Maybe it's time for me to quit.
Any more accidental passionate moments and I'll be pregnant for him.
"Urgh." I mutter at the thought and scoop another spoon full of cookie dough into my mouth.
Suddenly, a hand is on my shoulder and before I can react, I'm being whipped around to face Mr. Robinson's blue eyes.
"I lost it, okay? I admit it. At that moment all I could think of was sex because Holly left literally at the peak of it. And you came out of nowhere with your hair down, rubbing on me and saying all sorts of dirty things--"
I try to push him away. I don't want to hear this part. He holds me back.
"But I shouldn't have done it. No matter how tempting it was, no matter how easy it will be to just say I'm only human and it was your fault. That's a dick move. I'm sorry."
He says and holds my gaze. I want to yell at him and say,
'That's all you ever say. You're sorry, you're sorry, you're sorry. For once prove it.
But his blue eyes hold mine and I watch the glowing white specs in them dance in the sunlight.
Suddenly I want to tell him everything. That I'm mostly angry at myself for so easily giving into alcohol after so many years, after so much experience. After so many regrets.
But instead, all I do is lean in to him just as he is leaning close to me, and I relish in the amazing feeling of his lips on mine.
"God, I can't get enough of you." He mutters as he groans and pulls me closer, kissing me deeper and more demanding.
I let my weakness take over as I surrender to his kissing when he suddenly pulls away, his face a mirror of shock as he observes me.
"What?" I say, trying to catch my breath.
"You had peanut butter." He mutters and by the time it clicks to my head on what is going on, he starts choking for breath.
"Oh, my God! You're allergic, I forgot!" I yell in fearful panic as I race to him. He is already grabbing the edge of the counter for support. Panic won't let me think clearly and I look around for anything when I remember his allergy shot.
I race for the first aid box where it's placed in the wall and yank it out with shaking hands.
The contents spill out and I spot the shot immediately. Without hesitation, I grab it and run to him.
He is on the floor now.
"Okay. Okay, I'm here." Im saying and drop to my knees as aim the shot. He is shaking and choking so much I can't get a perfect aim and I don't want to waste anymore time. I jab him with the shot on his chest and his body goes stiff as he squeezes his eyes shot.
"Mr. Robinson?! Oh, God, I didn't do it right." I say as i get up and run to the living room, grabbing the telephone.
Running out of time...
Running out of time....
I only memorized one emergency number and I dial it immediately. I hold it to my ear and wait for someone to pick when his hand touches my shoulder.

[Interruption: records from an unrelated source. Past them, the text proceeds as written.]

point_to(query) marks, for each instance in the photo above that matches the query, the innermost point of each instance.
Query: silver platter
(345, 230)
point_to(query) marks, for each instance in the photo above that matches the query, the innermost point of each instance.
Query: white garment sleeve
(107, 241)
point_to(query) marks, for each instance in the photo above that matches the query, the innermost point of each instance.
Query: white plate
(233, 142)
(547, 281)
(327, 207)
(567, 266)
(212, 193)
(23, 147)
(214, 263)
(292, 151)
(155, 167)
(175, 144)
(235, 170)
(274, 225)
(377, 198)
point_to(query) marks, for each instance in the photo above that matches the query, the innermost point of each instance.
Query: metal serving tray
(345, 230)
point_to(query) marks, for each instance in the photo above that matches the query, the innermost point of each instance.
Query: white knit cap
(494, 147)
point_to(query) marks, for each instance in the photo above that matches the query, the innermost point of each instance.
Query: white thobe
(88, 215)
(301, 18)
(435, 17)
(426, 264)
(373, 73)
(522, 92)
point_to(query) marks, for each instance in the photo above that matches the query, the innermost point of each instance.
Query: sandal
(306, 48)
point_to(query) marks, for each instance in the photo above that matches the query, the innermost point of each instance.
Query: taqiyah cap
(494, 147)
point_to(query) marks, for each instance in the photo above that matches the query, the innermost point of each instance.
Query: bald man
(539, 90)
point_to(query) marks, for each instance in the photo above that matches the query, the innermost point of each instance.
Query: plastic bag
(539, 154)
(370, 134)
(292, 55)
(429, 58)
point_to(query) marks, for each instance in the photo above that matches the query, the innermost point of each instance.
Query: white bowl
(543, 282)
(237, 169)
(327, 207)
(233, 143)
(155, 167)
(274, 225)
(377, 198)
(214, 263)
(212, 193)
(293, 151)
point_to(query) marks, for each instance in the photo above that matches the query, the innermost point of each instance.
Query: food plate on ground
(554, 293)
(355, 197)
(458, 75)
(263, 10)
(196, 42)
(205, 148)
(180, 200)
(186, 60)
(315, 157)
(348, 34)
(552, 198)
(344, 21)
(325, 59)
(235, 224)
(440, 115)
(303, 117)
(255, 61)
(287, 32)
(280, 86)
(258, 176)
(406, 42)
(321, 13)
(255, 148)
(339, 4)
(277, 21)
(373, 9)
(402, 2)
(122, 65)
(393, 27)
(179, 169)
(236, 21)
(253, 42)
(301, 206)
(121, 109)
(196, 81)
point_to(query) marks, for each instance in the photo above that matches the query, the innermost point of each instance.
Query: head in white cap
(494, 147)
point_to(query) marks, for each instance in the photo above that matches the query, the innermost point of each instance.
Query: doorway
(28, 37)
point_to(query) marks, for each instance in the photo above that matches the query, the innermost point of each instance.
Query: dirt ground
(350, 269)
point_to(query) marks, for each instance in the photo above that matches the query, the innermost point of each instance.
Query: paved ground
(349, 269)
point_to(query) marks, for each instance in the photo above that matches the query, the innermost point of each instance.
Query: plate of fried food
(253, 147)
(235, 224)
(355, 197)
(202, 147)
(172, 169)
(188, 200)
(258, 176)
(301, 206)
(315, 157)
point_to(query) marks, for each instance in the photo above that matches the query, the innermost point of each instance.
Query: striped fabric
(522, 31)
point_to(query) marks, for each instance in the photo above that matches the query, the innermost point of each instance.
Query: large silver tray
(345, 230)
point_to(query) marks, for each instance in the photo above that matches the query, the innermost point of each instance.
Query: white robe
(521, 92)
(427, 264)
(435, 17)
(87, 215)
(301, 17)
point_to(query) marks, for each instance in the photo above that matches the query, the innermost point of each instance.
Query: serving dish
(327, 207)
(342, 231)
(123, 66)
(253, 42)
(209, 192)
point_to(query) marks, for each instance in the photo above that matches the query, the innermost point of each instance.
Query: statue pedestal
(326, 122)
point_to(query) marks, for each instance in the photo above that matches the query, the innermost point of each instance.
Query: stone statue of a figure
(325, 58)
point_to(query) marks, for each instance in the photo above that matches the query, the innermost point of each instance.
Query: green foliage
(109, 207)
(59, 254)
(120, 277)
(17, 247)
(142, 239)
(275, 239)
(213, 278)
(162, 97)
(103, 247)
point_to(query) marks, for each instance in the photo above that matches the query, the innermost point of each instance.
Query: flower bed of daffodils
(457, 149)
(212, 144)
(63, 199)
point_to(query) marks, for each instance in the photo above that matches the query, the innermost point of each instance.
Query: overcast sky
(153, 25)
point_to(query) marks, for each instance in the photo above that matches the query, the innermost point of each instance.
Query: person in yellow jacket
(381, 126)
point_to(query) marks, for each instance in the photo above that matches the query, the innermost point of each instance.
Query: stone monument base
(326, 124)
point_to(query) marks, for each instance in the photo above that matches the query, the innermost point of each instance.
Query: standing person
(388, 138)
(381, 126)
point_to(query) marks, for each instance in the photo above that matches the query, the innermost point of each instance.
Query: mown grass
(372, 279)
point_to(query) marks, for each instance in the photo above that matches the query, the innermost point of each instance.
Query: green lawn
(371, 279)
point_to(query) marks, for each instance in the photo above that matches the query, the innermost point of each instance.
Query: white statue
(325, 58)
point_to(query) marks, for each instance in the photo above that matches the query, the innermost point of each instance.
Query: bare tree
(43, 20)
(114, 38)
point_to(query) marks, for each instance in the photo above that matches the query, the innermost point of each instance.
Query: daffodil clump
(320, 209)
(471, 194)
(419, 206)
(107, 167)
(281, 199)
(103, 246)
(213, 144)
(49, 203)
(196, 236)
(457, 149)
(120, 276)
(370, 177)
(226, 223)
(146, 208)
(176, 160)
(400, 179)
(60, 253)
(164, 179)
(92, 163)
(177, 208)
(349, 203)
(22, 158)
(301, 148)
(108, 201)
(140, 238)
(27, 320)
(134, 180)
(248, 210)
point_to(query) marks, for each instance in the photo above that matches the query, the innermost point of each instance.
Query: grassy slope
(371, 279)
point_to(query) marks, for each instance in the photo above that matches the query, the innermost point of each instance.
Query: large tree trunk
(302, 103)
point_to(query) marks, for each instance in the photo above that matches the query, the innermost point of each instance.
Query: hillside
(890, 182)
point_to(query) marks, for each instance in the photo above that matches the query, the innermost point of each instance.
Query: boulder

I turn around immediately and look at him. His eyes are a bit tired but he takes the phone away from my hand anyway and hangs it up.
"I'm fine." He says and I thankfully jump on him, hugging him as all the fear in me melts to relief.
I pull away a little to look at him, with my arms still around him.
"I'm so sorry, I forgot I was stuffing my face with peanut butter cookie dough and I was too ignorant to stop you when we...." my voice trails off at the realization of what we were doing.
He is staring at me with a thoughtful expression, observing me as I slowly move out of our hug.
"I...um...I'm sorry. About the peanut butter." I say and try to move past him.
"I'll make breakfast." I say but he pulls me back.
"Its okay. You don't have to."
"But--"
"I know you wanted to leave the house. I would apologise for kissing you but..." he shrugs, "I wanted to. I'm sorry if you regret it. I don't know how to prove I'm sorry about last night without spending money. So if what you want is to leave the house for now, then take the day off."
I'm staring at him, paralyzed with shock.
He wants me to take the day off?
"Mr. Robinson--"
"Go Anne. Take some time off, check on your brother. It's fine." He says and I nod. I grab my car key from where I left it in the kitchen and as I head for the door, Mr. Robinson still has his eyes on me.
I want to ask him again if he is sure but he beats me to it.
"Go." He says softly and I leave the house. The minute I drive outside, I can't help touching my lips and the thoughts swirling in my head about last night.